I think a lot of it comes from a force of habit - that I don’t consider the individual actions of my job too taxing and fail to consider the gestalt of having to do them a few hundred times a day. Sending and responding to emails is a job I consider myself extremely lucky to have, a job that is significantly easier and less demanding than doing manual labor, or being a lawyer, or being a doctor, and thus I assume as a result that I’m being a baby by not responding to each email and text the moment it comes in.
I think some of this is internalized from how I started work - again, I was incredibly lucky and got a job at a games magazine, and I’ve always felt incredibly lucky to have that job, and thus from day one I’d take any work I was capable of doing. I had to work to live in America, so my first job in PR I basically worked every day knowing that if I failed, I had to leave the country. My agency started quicker than I expected it to, and thus from the get-go I was focused on trying to get work done because I was lucky to have it. This isn’t to say I’m even some sort of paragon of hard work, that I haven’t had lazy days, that I haven’t burned myself out quite a few times - just that I think my work ethic is ultimately “I got a job to do and it’s better than milking cows or whatever.”
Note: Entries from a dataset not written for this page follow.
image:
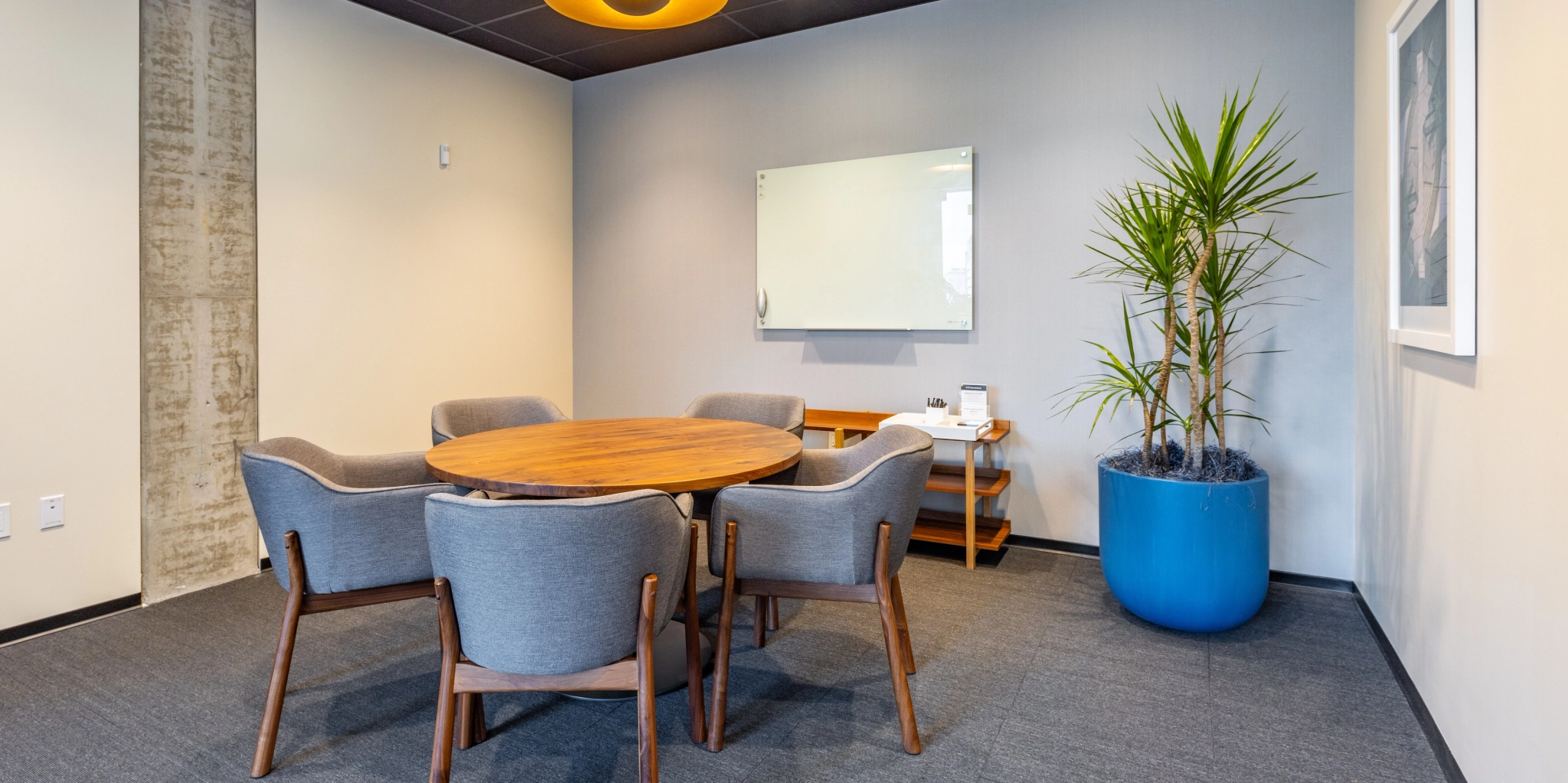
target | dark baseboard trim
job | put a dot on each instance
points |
(1307, 580)
(1089, 550)
(1029, 542)
(76, 616)
(1440, 747)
What this mostly means is that I have realized I am actually an extremely poor judge of how much work it takes to overburden me. I don’t have any task that’s in my day that I consider necessarily hard - they’re just vague and/or numerous, requiring a lot of writing emails to reporters and reporting stuff to clients, and endless reading that I truly enjoy. But I can’t really feel the pressure at the time it’s happening, and thus I’ll find myself three or four weeks into a brutal phase of work burned out but not able to specifically point at one thing and say “oh that did it.” It usually compounds and compounds until sleep on its own doesn’t help.
I’m sure this is a problem that applies to a lot of knowledge workers - the actual work itself is not demanding, but the katamari of tasks eventually gets to you. And I think that even writing it down helps. That, and understanding that even if it doesn’t feel like I’ve done a ton of stuff in a day, I still have, and I have to treat it as real work.
All in all, I’ve got to start taking more time off. If only because I didn’t realize how much I missed it.
Anyway, it’s the one year anniversary of me putting on joker makeup for my guys to cheer them up during the beginning of the pandemic, a time of great uncertainty. So that’s how I’m ending this.